PEZ: US to Euro teams, how do they compare?
It’s not a fair comparison I rode four races as a US pro so I only got a taste of the scene.
It’s comparing apples to oranges – totally different.
Everything at Kelly was very well taken care of; but at Radioshack there’s more money than at domestic level and it’s much grander, particularly in terms of vehicles – there are no buses on US teams, for example.
As I said, I had a little taste of having proper back up at Kelly – mechanics, soigneurs but at Radioshack you have absolutely nothing to worry about except racing – everyone is totally focussed on their job.
Having everything done for is such a huge burden off your back, I still remember starting racing as an amateur and having to do everything myself.
PEZ: How have you been accepted?
The team has been very welcoming, it’s a good group of guys, all having fun but serious about the job.
They’re helping me gain the experience that I need to become a better cyclist.
PEZ: Do you have a coach/mentor?
My DS, Alain Gallopin helps me, mostly I bounce stuff of him and I’ve been advised on and off by Allen Lim.
PEZ: Your podium in Denmark was down to a good TT.
I’ve done very few time trials during my career; I didn’t even get a time trial bike until last year.
I rode maybe half a dozen last season, and the same this year.
I was a bit worried going into the time trial because I hadn’t really ridden a good one all year so I had no idea how I would go – I was surprised and happy with 12th.
I had my DS giving me the splits all the way and that helped.
PEZ: What were your expectations going in to Denmark?
I didn’t have any, I didn’t know much about the race and was maybe even dreading it a little because I thought it would be a sprinters race.
We had three stagiaires on the team and that was the big story – with one of them being Taylor Phinney.
Our other objective was to get Gert Steegmans up there for the sprinters.
But as the race developed, it became apparent that the time trial was going to be crucial.
PEZ: I’ve been looking at some interviews clips – you’re good in front of the camera, any media coaching?
No, no, no – all just off the top of my head!
PEZ: How would you describe yourself as a cyclist?

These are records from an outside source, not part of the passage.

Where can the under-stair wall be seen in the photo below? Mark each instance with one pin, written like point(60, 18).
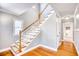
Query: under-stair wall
point(49, 32)
point(6, 30)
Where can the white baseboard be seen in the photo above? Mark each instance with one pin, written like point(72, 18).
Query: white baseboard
point(5, 49)
point(68, 41)
point(54, 49)
point(34, 48)
point(30, 49)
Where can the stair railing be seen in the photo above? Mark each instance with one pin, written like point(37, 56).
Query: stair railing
point(21, 31)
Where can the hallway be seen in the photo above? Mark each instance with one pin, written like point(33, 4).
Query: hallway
point(65, 49)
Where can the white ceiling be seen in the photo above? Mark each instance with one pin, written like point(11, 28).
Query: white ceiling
point(16, 8)
point(64, 9)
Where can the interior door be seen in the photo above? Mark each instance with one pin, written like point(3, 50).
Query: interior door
point(68, 31)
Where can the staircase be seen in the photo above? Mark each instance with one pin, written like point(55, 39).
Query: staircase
point(29, 34)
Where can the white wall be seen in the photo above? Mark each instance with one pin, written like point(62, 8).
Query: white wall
point(49, 33)
point(7, 36)
point(6, 30)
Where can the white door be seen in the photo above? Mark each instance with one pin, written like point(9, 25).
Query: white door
point(68, 31)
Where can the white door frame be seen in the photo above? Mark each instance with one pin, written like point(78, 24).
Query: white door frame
point(68, 31)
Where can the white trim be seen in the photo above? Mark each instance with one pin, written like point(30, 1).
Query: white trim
point(5, 49)
point(68, 41)
point(76, 48)
point(13, 52)
point(54, 49)
point(28, 50)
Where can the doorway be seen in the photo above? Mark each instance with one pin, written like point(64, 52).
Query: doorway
point(68, 31)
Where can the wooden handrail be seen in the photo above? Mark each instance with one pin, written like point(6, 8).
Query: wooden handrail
point(36, 20)
point(20, 32)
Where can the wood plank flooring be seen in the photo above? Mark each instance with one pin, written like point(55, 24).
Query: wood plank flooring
point(65, 49)
point(6, 53)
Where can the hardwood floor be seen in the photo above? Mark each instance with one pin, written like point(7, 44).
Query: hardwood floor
point(6, 53)
point(65, 49)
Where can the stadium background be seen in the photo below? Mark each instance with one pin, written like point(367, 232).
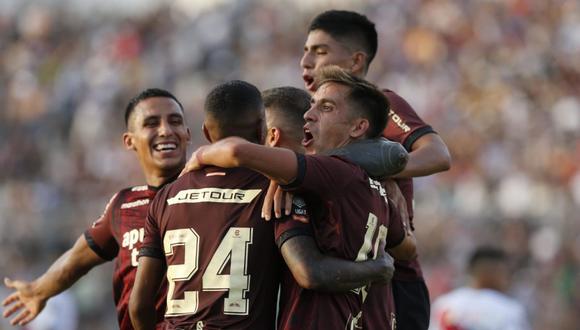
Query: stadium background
point(499, 81)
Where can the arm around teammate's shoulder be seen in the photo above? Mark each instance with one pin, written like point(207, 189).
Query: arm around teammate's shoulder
point(278, 164)
point(313, 270)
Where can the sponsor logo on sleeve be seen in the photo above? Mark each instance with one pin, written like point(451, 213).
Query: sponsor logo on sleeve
point(399, 121)
point(139, 188)
point(130, 240)
point(136, 203)
point(214, 195)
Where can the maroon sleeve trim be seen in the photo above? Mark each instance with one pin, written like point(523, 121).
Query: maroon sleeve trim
point(96, 248)
point(297, 182)
point(416, 135)
point(151, 252)
point(302, 231)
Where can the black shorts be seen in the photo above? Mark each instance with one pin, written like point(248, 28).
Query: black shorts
point(411, 304)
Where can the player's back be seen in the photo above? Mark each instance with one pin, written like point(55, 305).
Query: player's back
point(223, 264)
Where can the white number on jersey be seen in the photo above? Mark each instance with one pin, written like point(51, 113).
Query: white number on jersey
point(233, 248)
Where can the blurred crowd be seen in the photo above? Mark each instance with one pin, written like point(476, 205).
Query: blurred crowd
point(498, 79)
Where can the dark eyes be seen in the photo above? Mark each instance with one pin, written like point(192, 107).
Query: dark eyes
point(151, 123)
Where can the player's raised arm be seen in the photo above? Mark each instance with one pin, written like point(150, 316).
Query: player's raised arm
point(30, 298)
point(142, 303)
point(429, 155)
point(380, 158)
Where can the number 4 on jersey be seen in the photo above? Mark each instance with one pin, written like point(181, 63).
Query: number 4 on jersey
point(233, 249)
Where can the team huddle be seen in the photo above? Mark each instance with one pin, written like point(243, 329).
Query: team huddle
point(196, 248)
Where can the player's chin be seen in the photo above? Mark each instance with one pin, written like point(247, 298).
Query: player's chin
point(171, 163)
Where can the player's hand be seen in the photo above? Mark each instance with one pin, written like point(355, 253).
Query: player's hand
point(280, 200)
point(194, 162)
point(386, 262)
point(23, 301)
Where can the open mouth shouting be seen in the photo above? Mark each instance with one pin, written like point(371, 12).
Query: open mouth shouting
point(165, 148)
point(308, 138)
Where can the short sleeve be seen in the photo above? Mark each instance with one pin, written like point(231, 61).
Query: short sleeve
point(100, 236)
point(404, 125)
point(297, 224)
point(152, 246)
point(397, 231)
point(323, 175)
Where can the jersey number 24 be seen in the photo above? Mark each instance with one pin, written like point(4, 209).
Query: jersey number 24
point(233, 248)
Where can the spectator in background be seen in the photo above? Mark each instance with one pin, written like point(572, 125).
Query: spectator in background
point(483, 303)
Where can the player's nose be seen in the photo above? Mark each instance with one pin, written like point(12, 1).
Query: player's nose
point(165, 129)
point(309, 115)
point(306, 61)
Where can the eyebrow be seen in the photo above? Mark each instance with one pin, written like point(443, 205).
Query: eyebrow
point(323, 100)
point(316, 46)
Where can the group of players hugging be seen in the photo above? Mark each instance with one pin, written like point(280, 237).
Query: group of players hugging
point(297, 215)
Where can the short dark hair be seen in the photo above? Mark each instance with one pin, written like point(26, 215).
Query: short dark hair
point(236, 107)
point(290, 103)
point(349, 27)
point(144, 95)
point(484, 254)
point(367, 99)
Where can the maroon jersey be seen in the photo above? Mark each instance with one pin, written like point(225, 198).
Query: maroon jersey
point(379, 302)
point(222, 263)
point(118, 233)
point(405, 126)
point(354, 215)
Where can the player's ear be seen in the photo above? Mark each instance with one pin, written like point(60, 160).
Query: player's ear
point(188, 135)
point(128, 141)
point(359, 128)
point(206, 132)
point(359, 60)
point(273, 137)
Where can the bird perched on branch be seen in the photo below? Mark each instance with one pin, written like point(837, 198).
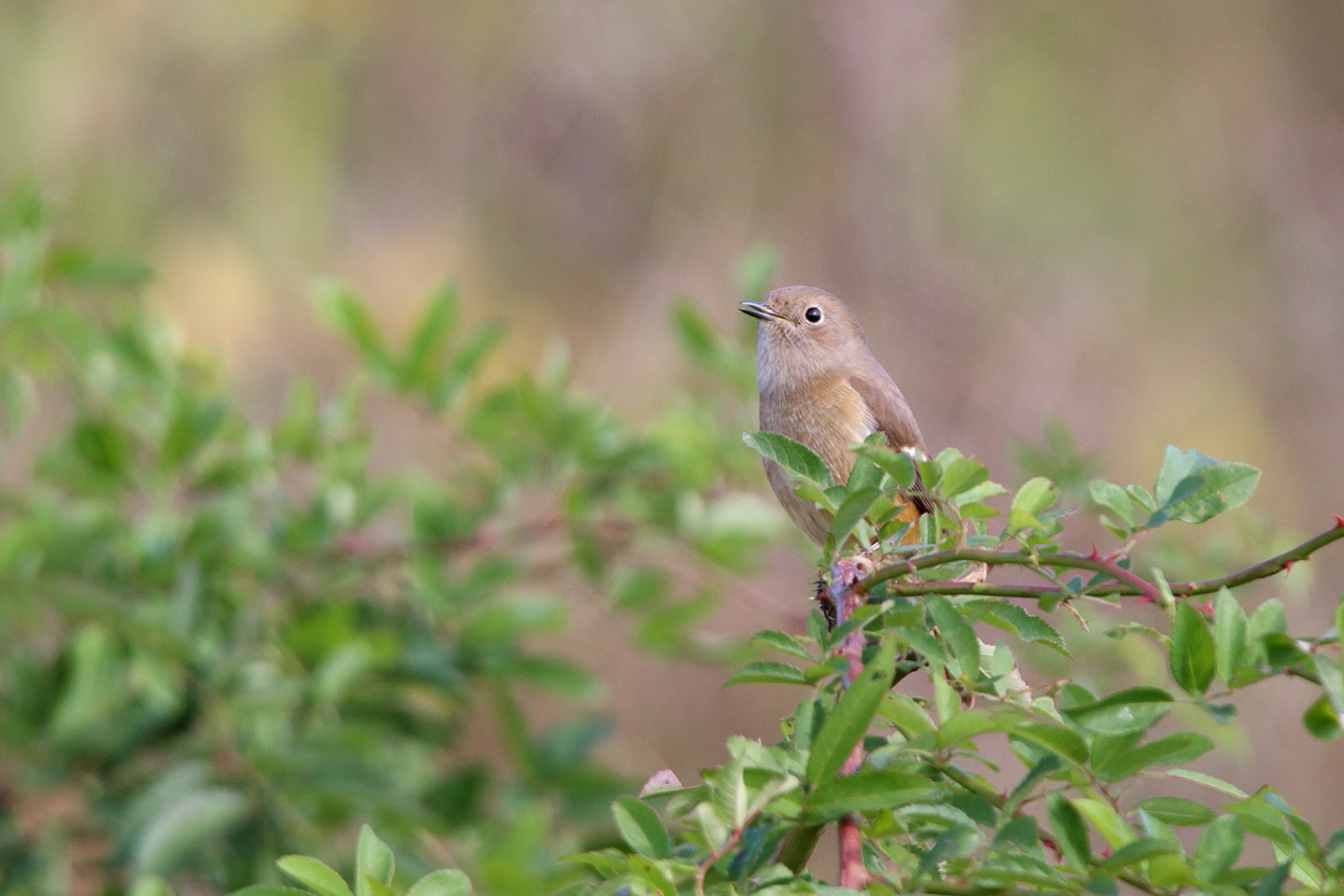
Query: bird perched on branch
point(821, 385)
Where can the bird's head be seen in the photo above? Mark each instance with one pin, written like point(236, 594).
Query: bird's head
point(805, 332)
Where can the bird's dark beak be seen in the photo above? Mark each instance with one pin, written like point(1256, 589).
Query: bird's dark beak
point(763, 312)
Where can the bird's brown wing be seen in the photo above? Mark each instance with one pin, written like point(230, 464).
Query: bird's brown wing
point(898, 422)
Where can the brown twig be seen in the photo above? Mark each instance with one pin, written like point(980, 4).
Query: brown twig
point(1124, 581)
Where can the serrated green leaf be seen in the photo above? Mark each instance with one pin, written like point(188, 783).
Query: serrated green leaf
point(848, 514)
point(1173, 810)
point(1137, 850)
point(1105, 819)
point(1182, 746)
point(314, 874)
point(641, 828)
point(1057, 739)
point(1230, 641)
point(961, 476)
point(441, 883)
point(854, 712)
point(1016, 621)
point(1219, 847)
point(767, 672)
point(372, 860)
point(1070, 831)
point(1113, 498)
point(784, 644)
point(1273, 883)
point(1194, 486)
point(430, 335)
point(799, 459)
point(958, 633)
point(1121, 713)
point(1193, 661)
point(1035, 496)
point(1209, 780)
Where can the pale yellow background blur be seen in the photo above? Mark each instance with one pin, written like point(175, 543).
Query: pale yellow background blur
point(1129, 217)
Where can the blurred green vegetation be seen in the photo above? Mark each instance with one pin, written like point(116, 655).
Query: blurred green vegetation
point(231, 638)
point(1115, 217)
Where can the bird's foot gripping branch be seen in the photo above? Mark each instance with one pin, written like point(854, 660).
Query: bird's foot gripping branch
point(947, 768)
point(973, 776)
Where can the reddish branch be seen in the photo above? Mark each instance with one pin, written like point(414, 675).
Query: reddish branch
point(846, 577)
point(1123, 581)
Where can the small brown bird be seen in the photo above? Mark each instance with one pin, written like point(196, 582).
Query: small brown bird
point(821, 385)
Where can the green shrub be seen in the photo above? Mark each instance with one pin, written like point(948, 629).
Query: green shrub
point(230, 638)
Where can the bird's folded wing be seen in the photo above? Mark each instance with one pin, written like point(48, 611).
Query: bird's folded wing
point(898, 422)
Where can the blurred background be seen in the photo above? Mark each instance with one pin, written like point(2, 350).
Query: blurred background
point(1124, 217)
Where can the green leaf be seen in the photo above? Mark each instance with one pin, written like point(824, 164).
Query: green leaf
point(1113, 498)
point(784, 644)
point(1219, 847)
point(767, 672)
point(641, 828)
point(848, 514)
point(1182, 746)
point(1016, 621)
point(1175, 810)
point(1209, 780)
point(372, 860)
point(900, 465)
point(1105, 819)
point(1193, 661)
point(348, 314)
point(1032, 498)
point(187, 825)
point(441, 883)
point(799, 459)
point(315, 875)
point(1194, 486)
point(1137, 850)
point(1332, 679)
point(1057, 739)
point(1048, 764)
point(1322, 719)
point(430, 335)
point(854, 712)
point(1070, 831)
point(866, 791)
point(1124, 712)
point(958, 633)
point(961, 476)
point(1273, 883)
point(1230, 641)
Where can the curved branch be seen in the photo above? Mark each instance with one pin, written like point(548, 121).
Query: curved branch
point(1124, 581)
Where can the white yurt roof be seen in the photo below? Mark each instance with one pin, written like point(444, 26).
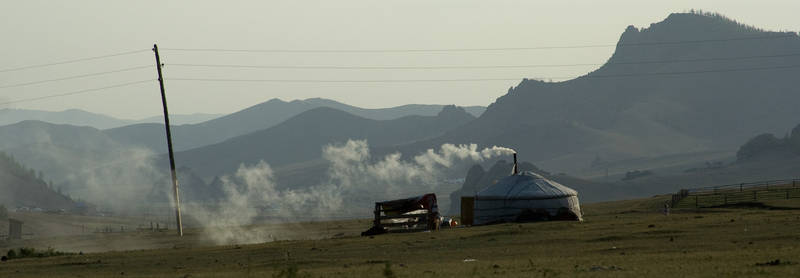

I’m a decent all round cyclist; I don’t like to mix it up in the field sprints too much; I think my climbing is a strength and I feel that I can improve my time trialling.
Climbing and time trialling are the two elements which you require to be good in stage races.
I want to be more consistent, I’m still young and don’t know where my career will go.
I also want to work for a team leader – I would have loved to be at the Tour de l’Ain helping Haimar Zubeldia defend his jersey on stage one.
PEZ: What else do you hope 2010 holds?
I don’t have specific goals, I hope to be at the US PRO champs, I’m not sure who else is going – but probably Levi, I’ll be helping him and looking for a top ten myself.
As for the Worlds, I haven’t been contacted by the selectors – maybe I should see if I can get hold of them?
We think that would be a good idea – with thanks to Matthew and Radioshack’s Philippe Maertens for putting us in touch.